David Bibb and Dixie Bibb Graves During his second term, Graves sided with increasingly powerful labor unions, created a new state Department of Labor, appointed many women as administrators in the department, and refused to use the state militia to break strikes. On racial matters, Graves adhered to the orthodox conservatism of his constituents. In the early 1930, nine black men were convicted of raping two white women near Scottsboro, Jackson County. Evidence against the men was flimsy, and the star witness later admitted that she and her friend had lied to avoid prosecution for vagrancy. The trials drew worldwide protests, and a courageous Alabama judge granted new trials for some of the men on the basis that the evidence could not sustain a guilty verdict. The U.S. Supreme Court ultimately overturned convictions of some defendants. Graves was repeatedly implored to grant the men a pardon or parole, but even in the face of a private appeal from Pres. Franklin D. Roosevelt, he refused to alleviate this injustice. On matters other than race, however, he was a loyal New Dealer, supporting Franklin D. Roosevelt and the president’s Alabama allies. In education, he created the Minimum Foundation Program to equalize educational opportunity for all students, regardless of where they lived, provided free textbooks for some grades, and reluctantly passed the first state sales tax to fund schools when property tax increases failed. The governor also appointed his wife, Dixie (an enthusiastic supporter of women’s rights), to fill Hugo Black‘s unexpired U.S. Senate seat in 1937, after Black was appointed to the U.S. Supreme Court.
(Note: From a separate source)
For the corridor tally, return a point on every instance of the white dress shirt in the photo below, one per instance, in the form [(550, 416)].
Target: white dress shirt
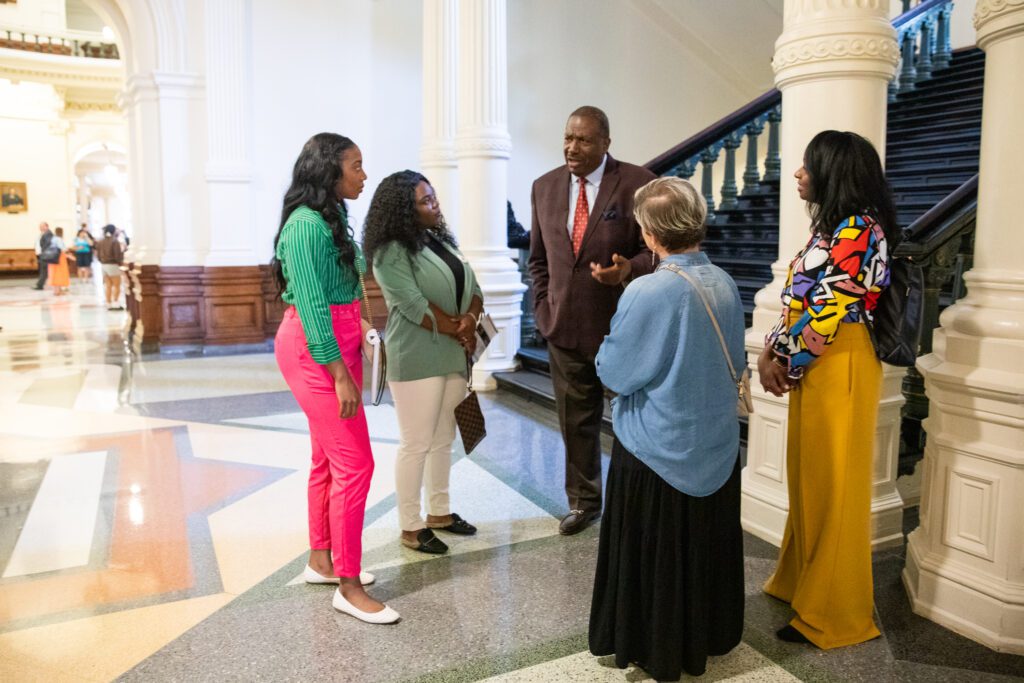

After another hiatus from politics, Graves was once again the overwhelming favorite to win the 1942 governor’s race for an unprecedented third term when he died of kidney failure in mid-March. Graves’ legacy was a paradox. As the best-educated governor in Alabama’s history, he was closely allied to the KKK and practiced patronage politics. Fiercely opposed by the state’s Big Mules, his personal background was more similar to theirs than to the working-class blacks and whites whose interests he championed. His unparalleled promotion of women to government positions, his education reforms, support of better roads, organized labor, and public health, endeared him to millions of ordinary Alabamians of both races but generated bitter hatred among conservative interests. Certainly Graves, along with James E. “Big Jim” Folsom, were Alabama’s most liberal twentieth century governors.

Further Reading

  • Flynt, Wayne. “Bibb Graves.” Alabama Governors: A Political History of the State, edited by Samuel L. Webb and Margaret E. Armbrester. Tuscaloosa: University of Alabama Press, 2001.
  • Gilbert, William E. “The First Administration of Governor Bibb Graves, 1927-1930.” M.A. thesis, University of Alabama, 1953.